5. Some latest research articles and review paper are suggested to be included in the Introduction . See “Machine Learning and Data-Driven Techniques for the Control of SmartPower Generation Systems: An Uncertainty Handling Perspective” and “Sustainable Residential Micro-Cogeneration System Based on a Fuel Cell Using Dynamic Programming-Based Economic Day-Ahead Scheduling”.
6. The second chapter contains relatively less content; it is advisable to supplement additional descriptions and introductions of system components.
7. The paper writing is not sufficiently standardized, with some grammar and spelling errors. For instance, the definition of “ESS” is not given.
8. The quality of figures and their corresponding titles needs improvement.
9. The formulation of Bellman equation may be incorrect and needs to be corrected.
10. Section four provides a comprehensive introduction of Q-learning, but there is insufficient elaboration on the integration of Q-learning with linear programming. It is advisable to augment additional details regarding the incorporation of IQ-learning.
11. The fifth section's content is overly intricate and lacks explanations for scenario 1 and scenario 2.
Comments on the Quality of English Languagemajor
Author Response
Please see the attachment.
Author Response File: Author Response.pdf
Reviewer 2 Report
Comments and Suggestions for AuthorsThis manuscript introduces a novel learning approach that integrates imitation learning with reinforcement learning. The proposed method has been successfully applied to a case study, demonstrating its effectiveness. While the manuscript is well-organized, the quality of writing could be enhanced. Additionally, using higher resolution figures would enhance clarity. Besides, a few minor concerns to be addressed before the acceptance.

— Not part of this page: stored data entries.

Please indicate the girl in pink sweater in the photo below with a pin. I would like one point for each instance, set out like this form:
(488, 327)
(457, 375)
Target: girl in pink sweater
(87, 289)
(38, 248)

1. Line 353. Incorporating a more detailed discussion about stability and efficiency would enhance this portion.
2. In Table 2. The number of iterations is only about 1/1000 (= 100000/100), while the simulation time is about 1/87 (=83.96 min/58 sec). Why they differs such a lot? Are there other factors that have a greater impact on simulation time than the learning aspect?
Comments on the Quality of English LanguageThe writing can be improved.
Author Response
Please see the attachment.
Author Response File: Author Response.pdf
Reviewer 3 Report
Comments and Suggestions for AuthorsReview#1: This paper proposes a novel energy management approach based on Imitation Learning and Reinforcement Learning, and a real scale Microgrid, Lille Catholic University smart grid demonstrator, was used as a case study to conduct experiments. The following are my comments:
1. The structure of this paper should be modified, such as section 2 and section 5 should be merged.

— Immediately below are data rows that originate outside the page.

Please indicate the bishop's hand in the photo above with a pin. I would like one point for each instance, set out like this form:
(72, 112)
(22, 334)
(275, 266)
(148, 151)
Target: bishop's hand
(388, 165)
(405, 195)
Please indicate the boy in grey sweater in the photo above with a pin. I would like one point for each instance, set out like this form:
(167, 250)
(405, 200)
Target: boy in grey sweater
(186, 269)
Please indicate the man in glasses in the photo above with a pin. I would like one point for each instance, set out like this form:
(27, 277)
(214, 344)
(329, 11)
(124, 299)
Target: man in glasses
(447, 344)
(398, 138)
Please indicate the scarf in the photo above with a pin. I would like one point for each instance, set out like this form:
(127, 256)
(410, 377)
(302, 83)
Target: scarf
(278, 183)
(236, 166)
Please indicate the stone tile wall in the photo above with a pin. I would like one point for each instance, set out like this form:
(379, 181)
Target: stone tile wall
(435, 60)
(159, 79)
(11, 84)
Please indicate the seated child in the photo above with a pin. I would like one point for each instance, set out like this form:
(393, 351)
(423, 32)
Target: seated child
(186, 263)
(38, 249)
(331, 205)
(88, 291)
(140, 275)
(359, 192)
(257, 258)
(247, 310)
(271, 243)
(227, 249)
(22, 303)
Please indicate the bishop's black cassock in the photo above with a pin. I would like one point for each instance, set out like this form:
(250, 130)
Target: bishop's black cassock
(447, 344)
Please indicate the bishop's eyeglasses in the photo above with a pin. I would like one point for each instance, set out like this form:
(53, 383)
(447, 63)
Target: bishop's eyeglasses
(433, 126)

2. Why are voltage constraints not considered? It is very important for the safe operation of microgrids. In addition, I suggest the authors establish a more detailed model.

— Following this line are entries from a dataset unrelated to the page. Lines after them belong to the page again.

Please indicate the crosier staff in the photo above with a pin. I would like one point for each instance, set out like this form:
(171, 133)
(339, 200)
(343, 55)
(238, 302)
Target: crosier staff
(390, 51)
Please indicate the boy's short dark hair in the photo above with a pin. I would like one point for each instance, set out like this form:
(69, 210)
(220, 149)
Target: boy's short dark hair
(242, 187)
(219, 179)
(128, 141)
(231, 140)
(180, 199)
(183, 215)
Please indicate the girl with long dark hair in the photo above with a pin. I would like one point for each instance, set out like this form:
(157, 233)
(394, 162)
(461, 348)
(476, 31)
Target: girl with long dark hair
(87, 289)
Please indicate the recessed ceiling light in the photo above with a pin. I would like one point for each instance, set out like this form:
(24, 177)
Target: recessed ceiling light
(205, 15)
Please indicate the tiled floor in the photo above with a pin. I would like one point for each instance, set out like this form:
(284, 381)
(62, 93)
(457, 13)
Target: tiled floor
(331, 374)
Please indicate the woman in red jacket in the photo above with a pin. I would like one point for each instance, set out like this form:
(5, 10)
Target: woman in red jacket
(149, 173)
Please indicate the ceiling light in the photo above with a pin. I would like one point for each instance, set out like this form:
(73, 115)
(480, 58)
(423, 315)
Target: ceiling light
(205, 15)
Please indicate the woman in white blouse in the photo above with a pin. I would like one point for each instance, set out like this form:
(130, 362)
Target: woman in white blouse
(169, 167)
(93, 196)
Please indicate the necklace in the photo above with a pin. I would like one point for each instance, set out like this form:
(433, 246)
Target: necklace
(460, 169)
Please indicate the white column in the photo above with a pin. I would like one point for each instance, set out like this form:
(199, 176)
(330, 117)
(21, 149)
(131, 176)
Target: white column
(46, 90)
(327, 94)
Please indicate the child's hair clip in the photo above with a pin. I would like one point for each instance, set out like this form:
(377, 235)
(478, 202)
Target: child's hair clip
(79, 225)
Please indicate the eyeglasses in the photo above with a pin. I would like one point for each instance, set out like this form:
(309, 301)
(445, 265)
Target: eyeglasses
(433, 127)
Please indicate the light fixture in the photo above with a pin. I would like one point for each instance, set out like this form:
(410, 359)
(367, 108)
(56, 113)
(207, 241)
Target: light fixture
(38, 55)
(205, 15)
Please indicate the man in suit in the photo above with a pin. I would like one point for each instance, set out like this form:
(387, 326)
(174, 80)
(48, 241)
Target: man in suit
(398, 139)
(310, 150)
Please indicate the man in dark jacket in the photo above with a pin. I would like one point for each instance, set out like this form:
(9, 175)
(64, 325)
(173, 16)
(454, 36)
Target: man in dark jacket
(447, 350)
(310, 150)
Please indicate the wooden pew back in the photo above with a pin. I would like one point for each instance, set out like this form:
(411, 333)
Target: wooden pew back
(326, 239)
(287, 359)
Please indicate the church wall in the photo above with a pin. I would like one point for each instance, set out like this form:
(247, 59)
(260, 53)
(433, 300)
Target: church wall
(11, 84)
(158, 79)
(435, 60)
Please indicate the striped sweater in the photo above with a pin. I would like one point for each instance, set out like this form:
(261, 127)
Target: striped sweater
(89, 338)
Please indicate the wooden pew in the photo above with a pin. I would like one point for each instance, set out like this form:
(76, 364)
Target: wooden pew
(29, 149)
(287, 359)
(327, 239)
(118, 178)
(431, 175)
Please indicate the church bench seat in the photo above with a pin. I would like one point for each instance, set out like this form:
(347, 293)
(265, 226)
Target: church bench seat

3. In section 3.2, the authors should explain how the constraints are handled.
4. Almost all figures are not clear, and the font should be revised to Times New Roman. The authors should check the whole manuscript.
5. In the figure 8, why is the power change significant within 24 hours?
6. In Table 2, the authors should add the time consumed by the linear programming method.
7: More related DRL research should be compared, such as (not mine): 1:Deep Reinforcement Learning for Microgrid Operation Optimization: A Review 2: Multi-Stage Real-Time Operation of a Multi-Energy Microgrid With Electrical and Thermal Energy Storage Assets: A Data-Driven MPC-ADP Approach
Comments on the Quality of English Language
can be improved
Author Response
Please see the attachment.
Author Response File: Author Response.pdf
Round 2
Reviewer 1 Report
Comments and Suggestions for AuthorsThe revised paper is acceptable for publication.
Comments on the Quality of English LanguageThe revised paper is acceptable for publication.